Она вылетела из квартиры, хлопнув с размаху дверью, цепочка на двери позвякала, болтаясь от удара, умолкла, и вся квартира сразу наполнилась тишиной.
— О боже, — сказала Нина Елизаровна. — Целого часа ей не хватило собраться спокойно.
Она проговорила это самой себе, вовсе не ожидая никакого ответа от Лиды, но Лида не удержалась.
— Мама, перестань. Что ты все на нее… Так нельзя. Ведь ты ее просто затерроризировала.
— Я? Затерроризировала?! — мгновенно взвилась Нина Елизаровна. — К бабушке в комнату она входить не хочет — я ее затерроризировала? Из зарплаты копейки в дом не вносит — я ее затерроризировала?!
Она могла, наверное, еще долго продолжать в таком роде, но Лида перебила ее:
— Мама, она еще просто не взрослая! Еще не созрела. Не чувствует еще. Не понимает. И насчет зарплаты тоже. Как это так: раньше обходились без ее денег, и ничего. А сейчас вдруг вынь да положь. Она просто не понимает.
— Вот-вот, — перебила теперь в свою очередь Нина Елизаровна. — Ты все понимаешь. Все прощаешь. Оттого и в жизни у тебя так. Тридцать лет, а все с матерью…
— Мама! — запрещающе, едва не криком, остановила ее Лида. — Мама! Я прошу тебя!
Привлекательное ее, молодое еще лицо все пошло красными пятнами. То как бы несколько отрешенное выражение в глазах, которое, может быть, и составляло главную прелесть ее лица, полностью, до самого дна вытеснилось стыдом.
Нина Елизаровна хотела сказать дочери кое-что еще, но эти красные пятна, этот стыд в глазах заставили ее сдержаться. Некоторое время они сидели за столом напротив друг друга молча, потом Лида, не допивая своего чая, встала и ушла в прихожую одеваться. На кухню она вернулась уже в плаще, совсем готовая уходить.

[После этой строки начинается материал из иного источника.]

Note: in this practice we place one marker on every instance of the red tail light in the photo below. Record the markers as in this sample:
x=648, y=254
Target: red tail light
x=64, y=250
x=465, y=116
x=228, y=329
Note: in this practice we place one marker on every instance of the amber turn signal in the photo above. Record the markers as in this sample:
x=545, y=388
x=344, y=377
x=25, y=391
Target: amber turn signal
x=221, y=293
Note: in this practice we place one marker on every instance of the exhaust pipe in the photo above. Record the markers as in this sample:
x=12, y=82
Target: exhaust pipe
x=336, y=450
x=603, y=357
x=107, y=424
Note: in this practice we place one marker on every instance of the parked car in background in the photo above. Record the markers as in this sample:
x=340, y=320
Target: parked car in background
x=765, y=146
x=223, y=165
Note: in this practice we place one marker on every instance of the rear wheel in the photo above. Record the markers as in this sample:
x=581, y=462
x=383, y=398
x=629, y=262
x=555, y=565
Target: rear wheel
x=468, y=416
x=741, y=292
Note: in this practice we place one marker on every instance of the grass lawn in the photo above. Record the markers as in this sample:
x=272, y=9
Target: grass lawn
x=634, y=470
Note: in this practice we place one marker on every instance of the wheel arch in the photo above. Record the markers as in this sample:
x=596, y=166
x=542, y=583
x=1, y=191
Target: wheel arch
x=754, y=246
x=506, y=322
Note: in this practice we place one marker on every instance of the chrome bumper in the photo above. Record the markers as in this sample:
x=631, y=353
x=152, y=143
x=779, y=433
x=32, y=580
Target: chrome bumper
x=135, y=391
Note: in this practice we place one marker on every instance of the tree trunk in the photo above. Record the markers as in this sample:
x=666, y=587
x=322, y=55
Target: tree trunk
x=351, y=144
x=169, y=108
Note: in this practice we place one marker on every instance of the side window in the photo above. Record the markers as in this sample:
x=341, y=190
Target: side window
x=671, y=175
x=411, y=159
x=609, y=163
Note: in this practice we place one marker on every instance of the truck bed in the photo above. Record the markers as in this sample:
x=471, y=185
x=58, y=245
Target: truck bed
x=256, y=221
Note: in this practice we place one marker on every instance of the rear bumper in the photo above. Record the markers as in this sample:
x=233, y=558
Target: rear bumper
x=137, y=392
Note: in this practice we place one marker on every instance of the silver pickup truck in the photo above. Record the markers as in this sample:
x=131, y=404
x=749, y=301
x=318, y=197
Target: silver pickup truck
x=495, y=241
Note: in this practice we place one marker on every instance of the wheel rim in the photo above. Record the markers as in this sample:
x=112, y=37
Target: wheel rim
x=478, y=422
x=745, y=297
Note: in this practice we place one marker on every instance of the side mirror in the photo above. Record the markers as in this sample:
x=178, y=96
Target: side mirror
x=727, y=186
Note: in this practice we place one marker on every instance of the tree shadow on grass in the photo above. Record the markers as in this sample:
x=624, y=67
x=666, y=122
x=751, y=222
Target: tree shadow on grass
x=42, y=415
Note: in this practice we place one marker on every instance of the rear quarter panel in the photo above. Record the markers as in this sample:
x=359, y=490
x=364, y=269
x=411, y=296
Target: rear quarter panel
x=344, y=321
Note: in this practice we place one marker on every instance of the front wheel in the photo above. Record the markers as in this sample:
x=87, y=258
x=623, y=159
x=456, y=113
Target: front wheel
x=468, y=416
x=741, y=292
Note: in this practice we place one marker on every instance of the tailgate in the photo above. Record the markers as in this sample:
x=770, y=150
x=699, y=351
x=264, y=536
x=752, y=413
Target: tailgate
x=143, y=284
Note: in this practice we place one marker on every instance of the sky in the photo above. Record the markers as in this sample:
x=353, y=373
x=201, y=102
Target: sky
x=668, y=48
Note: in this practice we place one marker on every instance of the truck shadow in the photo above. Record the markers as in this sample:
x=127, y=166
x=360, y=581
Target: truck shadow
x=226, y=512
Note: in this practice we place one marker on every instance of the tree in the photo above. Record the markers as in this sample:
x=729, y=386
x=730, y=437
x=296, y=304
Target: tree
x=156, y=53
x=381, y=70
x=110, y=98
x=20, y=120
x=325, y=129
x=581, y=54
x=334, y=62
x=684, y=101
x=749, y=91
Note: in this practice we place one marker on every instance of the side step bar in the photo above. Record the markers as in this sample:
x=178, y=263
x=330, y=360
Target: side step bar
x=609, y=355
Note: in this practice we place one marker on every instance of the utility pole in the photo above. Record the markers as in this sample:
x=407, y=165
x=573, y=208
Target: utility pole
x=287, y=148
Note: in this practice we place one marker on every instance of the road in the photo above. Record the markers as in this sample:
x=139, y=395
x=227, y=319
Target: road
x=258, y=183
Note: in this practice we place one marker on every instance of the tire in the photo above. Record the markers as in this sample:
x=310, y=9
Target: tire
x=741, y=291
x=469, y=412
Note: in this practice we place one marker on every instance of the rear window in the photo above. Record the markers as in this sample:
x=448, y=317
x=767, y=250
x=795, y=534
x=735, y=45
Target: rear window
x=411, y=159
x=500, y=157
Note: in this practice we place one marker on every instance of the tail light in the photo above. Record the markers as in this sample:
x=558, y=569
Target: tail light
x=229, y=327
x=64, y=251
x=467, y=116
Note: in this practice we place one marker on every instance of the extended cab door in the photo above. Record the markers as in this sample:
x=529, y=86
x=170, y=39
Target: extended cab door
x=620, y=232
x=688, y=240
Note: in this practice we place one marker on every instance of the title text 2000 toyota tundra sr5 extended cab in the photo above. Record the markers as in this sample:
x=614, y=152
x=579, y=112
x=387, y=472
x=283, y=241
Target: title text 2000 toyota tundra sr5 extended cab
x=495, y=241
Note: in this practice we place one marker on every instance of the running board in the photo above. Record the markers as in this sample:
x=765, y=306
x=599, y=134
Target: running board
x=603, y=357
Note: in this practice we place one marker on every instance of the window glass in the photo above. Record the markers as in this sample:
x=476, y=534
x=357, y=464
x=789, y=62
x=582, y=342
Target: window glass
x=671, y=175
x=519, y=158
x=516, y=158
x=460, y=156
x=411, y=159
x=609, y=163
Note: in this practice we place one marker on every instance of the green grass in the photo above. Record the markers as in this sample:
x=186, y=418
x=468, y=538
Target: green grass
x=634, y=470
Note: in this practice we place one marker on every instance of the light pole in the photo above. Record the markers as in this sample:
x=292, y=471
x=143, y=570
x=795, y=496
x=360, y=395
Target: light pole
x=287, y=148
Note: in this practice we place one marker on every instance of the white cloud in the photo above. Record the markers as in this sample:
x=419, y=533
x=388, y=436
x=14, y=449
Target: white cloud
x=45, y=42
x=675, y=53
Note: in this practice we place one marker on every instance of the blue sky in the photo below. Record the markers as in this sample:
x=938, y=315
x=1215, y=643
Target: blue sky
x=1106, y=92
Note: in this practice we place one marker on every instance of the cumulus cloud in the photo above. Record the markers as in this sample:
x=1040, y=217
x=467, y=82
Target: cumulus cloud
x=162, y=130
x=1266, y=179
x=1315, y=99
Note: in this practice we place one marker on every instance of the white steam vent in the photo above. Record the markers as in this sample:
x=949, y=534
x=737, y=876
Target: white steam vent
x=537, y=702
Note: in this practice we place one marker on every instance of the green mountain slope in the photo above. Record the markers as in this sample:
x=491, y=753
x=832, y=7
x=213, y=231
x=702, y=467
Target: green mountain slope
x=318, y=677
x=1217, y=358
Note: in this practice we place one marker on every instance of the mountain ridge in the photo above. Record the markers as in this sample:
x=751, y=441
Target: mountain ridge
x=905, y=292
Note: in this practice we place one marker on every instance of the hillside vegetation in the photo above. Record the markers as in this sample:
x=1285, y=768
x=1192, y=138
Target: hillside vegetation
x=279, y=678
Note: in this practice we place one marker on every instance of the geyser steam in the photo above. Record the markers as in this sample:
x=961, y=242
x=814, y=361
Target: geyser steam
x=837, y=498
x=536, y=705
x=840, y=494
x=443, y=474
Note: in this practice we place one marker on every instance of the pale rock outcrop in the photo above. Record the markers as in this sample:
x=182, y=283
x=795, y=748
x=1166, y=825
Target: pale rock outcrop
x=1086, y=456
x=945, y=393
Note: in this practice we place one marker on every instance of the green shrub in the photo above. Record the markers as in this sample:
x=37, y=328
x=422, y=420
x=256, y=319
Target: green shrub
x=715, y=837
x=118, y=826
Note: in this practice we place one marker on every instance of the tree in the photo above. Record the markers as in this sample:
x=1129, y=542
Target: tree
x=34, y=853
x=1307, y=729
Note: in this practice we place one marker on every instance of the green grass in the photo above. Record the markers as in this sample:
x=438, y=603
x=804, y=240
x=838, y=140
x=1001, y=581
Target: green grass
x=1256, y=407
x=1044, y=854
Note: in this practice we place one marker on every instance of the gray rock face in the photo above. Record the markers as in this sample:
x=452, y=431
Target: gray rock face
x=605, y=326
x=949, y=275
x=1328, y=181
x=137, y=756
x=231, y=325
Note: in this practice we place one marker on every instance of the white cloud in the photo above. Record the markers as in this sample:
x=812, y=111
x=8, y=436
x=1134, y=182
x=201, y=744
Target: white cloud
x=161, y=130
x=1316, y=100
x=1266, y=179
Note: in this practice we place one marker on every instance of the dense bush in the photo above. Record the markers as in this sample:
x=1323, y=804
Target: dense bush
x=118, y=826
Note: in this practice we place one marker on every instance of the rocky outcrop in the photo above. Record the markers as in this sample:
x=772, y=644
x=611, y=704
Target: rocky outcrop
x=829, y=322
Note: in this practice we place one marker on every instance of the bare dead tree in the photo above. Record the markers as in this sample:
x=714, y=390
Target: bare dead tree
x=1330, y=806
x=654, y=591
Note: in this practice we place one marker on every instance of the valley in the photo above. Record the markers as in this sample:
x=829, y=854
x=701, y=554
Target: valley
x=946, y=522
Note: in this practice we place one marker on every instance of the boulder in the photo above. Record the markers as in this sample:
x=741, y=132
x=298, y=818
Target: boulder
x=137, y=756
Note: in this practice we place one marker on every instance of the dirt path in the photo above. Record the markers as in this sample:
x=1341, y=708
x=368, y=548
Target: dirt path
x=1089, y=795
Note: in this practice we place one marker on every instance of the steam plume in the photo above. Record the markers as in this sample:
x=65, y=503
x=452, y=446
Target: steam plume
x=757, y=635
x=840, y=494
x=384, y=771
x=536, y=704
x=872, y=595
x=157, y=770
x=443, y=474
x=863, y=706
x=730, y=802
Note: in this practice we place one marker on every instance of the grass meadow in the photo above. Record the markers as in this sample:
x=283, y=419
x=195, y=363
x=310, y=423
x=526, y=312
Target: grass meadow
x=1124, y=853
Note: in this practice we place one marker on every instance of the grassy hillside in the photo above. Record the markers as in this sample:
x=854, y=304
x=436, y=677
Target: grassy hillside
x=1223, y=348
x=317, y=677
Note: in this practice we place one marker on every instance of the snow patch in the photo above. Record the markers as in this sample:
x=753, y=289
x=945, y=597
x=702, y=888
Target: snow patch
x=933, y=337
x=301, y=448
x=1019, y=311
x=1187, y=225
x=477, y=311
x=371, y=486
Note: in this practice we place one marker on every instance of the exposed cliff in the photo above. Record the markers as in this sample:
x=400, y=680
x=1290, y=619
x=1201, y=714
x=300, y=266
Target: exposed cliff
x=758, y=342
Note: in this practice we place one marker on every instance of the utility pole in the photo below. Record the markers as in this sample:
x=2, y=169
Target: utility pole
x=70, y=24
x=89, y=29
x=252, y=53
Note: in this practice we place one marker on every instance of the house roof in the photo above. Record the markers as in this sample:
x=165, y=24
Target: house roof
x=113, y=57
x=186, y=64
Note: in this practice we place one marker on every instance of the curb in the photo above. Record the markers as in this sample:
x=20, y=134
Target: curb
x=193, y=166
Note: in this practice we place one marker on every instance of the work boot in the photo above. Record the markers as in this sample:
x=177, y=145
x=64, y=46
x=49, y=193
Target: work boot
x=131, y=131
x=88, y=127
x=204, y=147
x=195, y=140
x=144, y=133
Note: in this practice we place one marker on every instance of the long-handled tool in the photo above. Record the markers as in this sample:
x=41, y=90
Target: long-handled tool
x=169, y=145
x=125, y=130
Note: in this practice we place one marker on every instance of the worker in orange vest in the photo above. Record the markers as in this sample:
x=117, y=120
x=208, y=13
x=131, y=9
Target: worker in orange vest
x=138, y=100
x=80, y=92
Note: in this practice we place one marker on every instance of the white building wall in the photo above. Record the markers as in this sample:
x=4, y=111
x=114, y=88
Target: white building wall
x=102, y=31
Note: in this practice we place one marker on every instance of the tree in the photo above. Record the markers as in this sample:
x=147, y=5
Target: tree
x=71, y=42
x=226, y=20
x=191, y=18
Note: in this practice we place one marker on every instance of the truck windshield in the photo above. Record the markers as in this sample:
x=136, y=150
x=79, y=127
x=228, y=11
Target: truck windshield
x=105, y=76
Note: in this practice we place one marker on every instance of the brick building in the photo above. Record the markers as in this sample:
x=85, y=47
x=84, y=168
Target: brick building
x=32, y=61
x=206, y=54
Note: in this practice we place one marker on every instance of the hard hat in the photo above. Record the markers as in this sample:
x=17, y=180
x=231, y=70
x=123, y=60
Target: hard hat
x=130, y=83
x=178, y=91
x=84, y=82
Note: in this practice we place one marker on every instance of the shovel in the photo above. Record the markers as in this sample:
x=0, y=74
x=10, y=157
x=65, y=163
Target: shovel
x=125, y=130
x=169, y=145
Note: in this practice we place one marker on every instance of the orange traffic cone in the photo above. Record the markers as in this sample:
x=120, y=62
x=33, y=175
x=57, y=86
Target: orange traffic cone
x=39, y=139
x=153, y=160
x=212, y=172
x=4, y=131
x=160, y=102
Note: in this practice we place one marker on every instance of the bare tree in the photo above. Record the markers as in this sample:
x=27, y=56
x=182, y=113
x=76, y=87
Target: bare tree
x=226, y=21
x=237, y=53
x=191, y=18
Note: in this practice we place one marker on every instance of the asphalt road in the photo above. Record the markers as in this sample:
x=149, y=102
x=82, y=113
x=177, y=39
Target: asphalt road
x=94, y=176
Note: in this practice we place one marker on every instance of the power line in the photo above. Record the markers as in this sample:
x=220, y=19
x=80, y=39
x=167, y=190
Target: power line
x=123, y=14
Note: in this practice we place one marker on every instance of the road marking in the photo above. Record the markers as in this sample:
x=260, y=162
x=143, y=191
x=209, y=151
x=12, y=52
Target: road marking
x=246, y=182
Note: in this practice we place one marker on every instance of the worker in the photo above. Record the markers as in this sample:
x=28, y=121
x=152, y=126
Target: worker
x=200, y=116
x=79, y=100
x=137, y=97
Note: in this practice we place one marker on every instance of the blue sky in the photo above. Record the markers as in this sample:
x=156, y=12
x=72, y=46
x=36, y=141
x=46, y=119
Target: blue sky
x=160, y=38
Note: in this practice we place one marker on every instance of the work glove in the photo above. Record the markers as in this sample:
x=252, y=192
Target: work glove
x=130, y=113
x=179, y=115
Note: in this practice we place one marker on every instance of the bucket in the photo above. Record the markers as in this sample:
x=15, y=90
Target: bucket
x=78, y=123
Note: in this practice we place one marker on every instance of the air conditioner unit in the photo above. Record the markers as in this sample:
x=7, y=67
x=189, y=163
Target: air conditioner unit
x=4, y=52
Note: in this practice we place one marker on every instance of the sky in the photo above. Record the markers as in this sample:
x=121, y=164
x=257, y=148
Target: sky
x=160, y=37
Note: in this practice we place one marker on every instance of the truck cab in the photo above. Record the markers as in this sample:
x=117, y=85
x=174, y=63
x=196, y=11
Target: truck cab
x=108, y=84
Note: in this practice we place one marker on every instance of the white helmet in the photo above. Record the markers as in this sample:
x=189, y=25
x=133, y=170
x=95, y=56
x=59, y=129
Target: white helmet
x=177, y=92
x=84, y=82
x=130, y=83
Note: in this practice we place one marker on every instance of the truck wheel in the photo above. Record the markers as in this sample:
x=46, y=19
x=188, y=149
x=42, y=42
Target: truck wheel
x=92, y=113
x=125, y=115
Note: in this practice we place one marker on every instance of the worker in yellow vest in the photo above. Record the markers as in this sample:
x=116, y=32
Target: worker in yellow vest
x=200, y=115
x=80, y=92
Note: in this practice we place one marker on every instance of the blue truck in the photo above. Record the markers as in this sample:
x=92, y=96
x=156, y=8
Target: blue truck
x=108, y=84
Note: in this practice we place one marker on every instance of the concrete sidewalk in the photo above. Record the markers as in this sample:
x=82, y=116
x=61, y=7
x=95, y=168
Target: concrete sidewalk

— Во сколько ты выйдешь? — спросила она мать. Голос ее был сдавлен, однако говорить она старалась ровно и спокойно.
Нина Елизаровна работала экскурсоводом в музее, смена ее нынче начиналась в два часа, и значит, выходить из дома нужно ей было где-то в час, в начале второго.
— Понятно, — выслушав ее, что-то прикидывая про себя, сказала Лида. — Мы с Мариной возьмем тогда работу домой, но раньше половины второго нас едва ли отпустят…
— Ничего, — сказала Нина Елизаровна. — Час, полтора, в крайнем случае, бабушка и одна побудет. В двенадцать я ее покормлю, как обычно, и побудет.
— Побудет… — отозвалась Лида. — Только, по-моему, мучается она очень, когда одна остается… боится. Может быть, ты сможешь меня дождаться?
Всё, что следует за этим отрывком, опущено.